DDR5-6000 matters here – AMD Ryzen 7000 series benefits measurably from fast memory in CPU-limited scenarios. The RTX 4070 is the sweet spot for DLSS 3 (frame generation) which effectively doubles perceived frame rate in supported titles. At 1440p this rig doesn’t need to compromise.

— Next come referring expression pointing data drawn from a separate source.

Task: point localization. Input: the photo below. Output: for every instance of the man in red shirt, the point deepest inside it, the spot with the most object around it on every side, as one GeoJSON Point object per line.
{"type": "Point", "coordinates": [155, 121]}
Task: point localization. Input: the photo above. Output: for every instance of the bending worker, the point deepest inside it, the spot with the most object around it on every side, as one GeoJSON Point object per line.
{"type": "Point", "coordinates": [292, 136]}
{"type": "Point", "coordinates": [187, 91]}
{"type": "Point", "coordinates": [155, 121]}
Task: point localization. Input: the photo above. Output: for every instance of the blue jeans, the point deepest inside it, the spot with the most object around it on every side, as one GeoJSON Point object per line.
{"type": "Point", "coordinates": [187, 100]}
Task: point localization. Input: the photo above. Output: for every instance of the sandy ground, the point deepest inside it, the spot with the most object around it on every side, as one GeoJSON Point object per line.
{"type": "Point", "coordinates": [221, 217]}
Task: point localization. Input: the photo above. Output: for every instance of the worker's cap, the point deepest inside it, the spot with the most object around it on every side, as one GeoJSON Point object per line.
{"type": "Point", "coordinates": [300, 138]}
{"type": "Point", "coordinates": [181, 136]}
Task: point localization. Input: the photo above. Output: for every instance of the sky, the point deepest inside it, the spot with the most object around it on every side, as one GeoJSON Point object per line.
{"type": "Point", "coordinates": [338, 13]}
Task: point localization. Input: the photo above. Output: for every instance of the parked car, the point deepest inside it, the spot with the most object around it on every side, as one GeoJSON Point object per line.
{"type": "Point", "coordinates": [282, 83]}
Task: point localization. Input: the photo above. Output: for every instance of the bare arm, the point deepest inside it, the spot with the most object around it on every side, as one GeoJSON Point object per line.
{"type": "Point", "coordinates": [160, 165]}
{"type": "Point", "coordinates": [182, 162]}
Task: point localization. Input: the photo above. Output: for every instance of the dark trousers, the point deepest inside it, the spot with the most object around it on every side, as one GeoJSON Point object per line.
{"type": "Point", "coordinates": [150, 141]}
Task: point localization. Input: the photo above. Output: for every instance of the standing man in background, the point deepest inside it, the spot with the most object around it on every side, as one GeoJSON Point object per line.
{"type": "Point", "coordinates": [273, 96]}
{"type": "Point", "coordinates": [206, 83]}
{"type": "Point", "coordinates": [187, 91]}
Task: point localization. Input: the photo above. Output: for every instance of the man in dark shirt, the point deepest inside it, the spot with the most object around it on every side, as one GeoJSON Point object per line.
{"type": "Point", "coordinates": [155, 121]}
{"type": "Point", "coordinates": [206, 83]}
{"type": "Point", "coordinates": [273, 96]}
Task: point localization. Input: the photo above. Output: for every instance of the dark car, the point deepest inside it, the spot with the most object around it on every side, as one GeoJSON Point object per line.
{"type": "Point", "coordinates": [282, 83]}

Alternative GPU: RX 7800 XT 16GB (~£280) saves £70 and gives you 4GB more VRAM – trade DLSS for VRAM headroom and FSR 3.

£1500 “The 4K Powerhouse”

The Ryzen 7 7800X3D is the standout choice at this tier – the 3D V-Cache gives it a larger lead in CPU-limited games than any other architecture. Pair it with the RTX 4080 Super for 4K high/ultra framerates with headroom to spare.

Component	Choice	Approx. Cost
CPU	AMD Ryzen 7 7800X3D	£290
GPU	RTX 4080 Super 16GB	£750
Motherboard	X670	£160
RAM	32GB DDR5-6000	£70
Storage	2TB NVMe Gen4	£90
Case + 850W 80+ Gold PSU		£120
Total		~£1,480

The 7800X3D’s 3D V-Cache is the reason for this specific CPU choice – in CPU-bound gaming scenarios it can outperform chips costing twice as much. The RTX 4080 Super handles 4K with DLSS Quality mode (effectively native quality) at high framerates across modern titles.

Note: if you also want to run local AI inference on this build, swap the RTX 4080 Super for an RX 7900 XTX (£640, saves ~£110) and accept the DLSS trade-off – you gain 8GB VRAM (24GB total) at lower cost. See the AI inference builds above for context on when that matters.

The Hardware Landscape: What to Track

This section will update as the market moves.

Nvidia Blackwell (RTX 50-series): Consumer rollout is underway. RTX 5090 at 32GB GDDR7 is confirmed, but pricing has not stabilised. Not yet recommended over established 40-series pricing unless you specifically need the latest architecture for research work. RTX 5080 at 16GB is expected – watch for that positioning against the 4060 Ti 16GB.

AMD RDNA 4: RX 9000-series details emerging. RDNA 4 is expected to improve ROCm performance further. Watch for any 20GB+ VRAM options in the mid-range.

Memory pricing trends: DDR5 continues to fall. Budget more aggressively on RAM capacity – 64GB is achievable cheaply now and matters for CPU-side inference and iGPU configurations.

Notable prebuilts: The Tinybox and DGX Station GB300 are interesting at the far end of the budget range but outside self-build territory. Apple Silicon (M3/M4 Ultra) remains a competitive option for unified memory configurations – 192GB of unified memory for 70B inference is compelling if you’re already in the Apple ecosystem, though at significantly higher cost per GB of effective VRAM.